Question needs to be clarified with interviewer?
- the number of requests and the unit of time,
- the max size of the incoming requests,
- which endpoints to rate limit,
- how to respond when rate limiting,
- how to react on rate limiter failure,
- where to locate the rate limiter,
- where to store rate-limiting state,
- whether some endpoints require different limits,
- whether to limit per account or per IP or otherwise,
- whether to institute a global rate limit,
- whether different tiers of clients should be limited differently,
- whether to impose a strict limit or allow bursts of requests, and
- which rate-limiting algorithm to use.
- what should be the recovery time of rate limiting failure.
Functional Requirements
- We should be able to add different limit values for different APIs per minutes or hours(rate limiting state)
- _In-memory storage:Not persistent across application restarts, limited scalability., Small-scale applications with low traffic.
- _Centralized store: add latency and create potential bottleneck in our system, and run the risk of race conditions.
- _Distributed storage: Increased complexity, potential for data consistency issues. we can scale out horizontally to multiple stores, hence no bottleneck in our system. But this means we will have to synchronize state across all the stores. We can use Raft consensus algorithm to achieve the same.we must update the state in all other stores. And given the delay in updating state across all instances, we introduce the possibility of inaccuracies in rate-limiting state. Depending on the use case, these inaccuracies may or may not be tolerable.
- Redis: highly scalable in-memory data store
- Mem cached: - A distributed memory object caching system.
- The user should be able to set recovery time after limit is reached for each APIs based on API uses sensitivity
- Use an algorithm like a leaky bucket for building rate limiter
- Add user level based on user subscription
- Handle errors gracefully after the limit is reached.
- _Block request with 429(too many request) or 503(Service unavailable)
- _Shadowban abuser: return 200 but do not process the request
- _Throttle the request: return response with delays
- _Deprioritise: Process request once other queued request are processed
- Monitor the system to define failed and success matrix patterns and users access patterns for better configuration of rate limited
- Delete API counter key if API is not in use.

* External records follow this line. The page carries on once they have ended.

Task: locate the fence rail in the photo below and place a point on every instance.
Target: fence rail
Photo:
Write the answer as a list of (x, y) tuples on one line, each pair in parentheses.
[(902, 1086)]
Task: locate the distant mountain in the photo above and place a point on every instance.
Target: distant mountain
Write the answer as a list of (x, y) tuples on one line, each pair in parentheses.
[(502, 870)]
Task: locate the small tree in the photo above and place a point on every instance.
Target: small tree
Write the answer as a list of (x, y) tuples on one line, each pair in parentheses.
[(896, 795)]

Non Functional Requirements
- Implementation should not be overhead on performance level in case of heigh API load
- Limit mapping should be kept in the cache like redis for quick access
- handle burst load where limit is not reached
- It should work with a distributed system and should be scalable
Use: 1. excessive use of our own resources the high load is malicious, as in a DDoS attack, rate limiting serves as our first line of defense 2. excessive use of external resources If we rely on an external service that is paid, setting a rate limit ensures that excessive usage will not lead to cost overruns 3. excessive use of our users’ resources
Where should we store counter that will be used to decide limit reach?
`Relational Database:
- High latency: Relational databases involve disk I/O, which introduces delays on every read/write.
- Concurrency bottlenecks: Handling thousands of concurrent updates (e.g., one per incoming request) can lead to locks and race conditions.
- Limited throughput: RDBMSs are not optimized for high-frequency, real-time counter updates.
Redis as distributed cache
- Sub-millisecond latency for both reads and writes.
- Atomic operations like
INCR,INCRBY, andEXPIRE, ensuring safe concurrent updates without race conditions. - TTL (Time-to-Live) support, allowing counters to reset automatically at the end of each time window.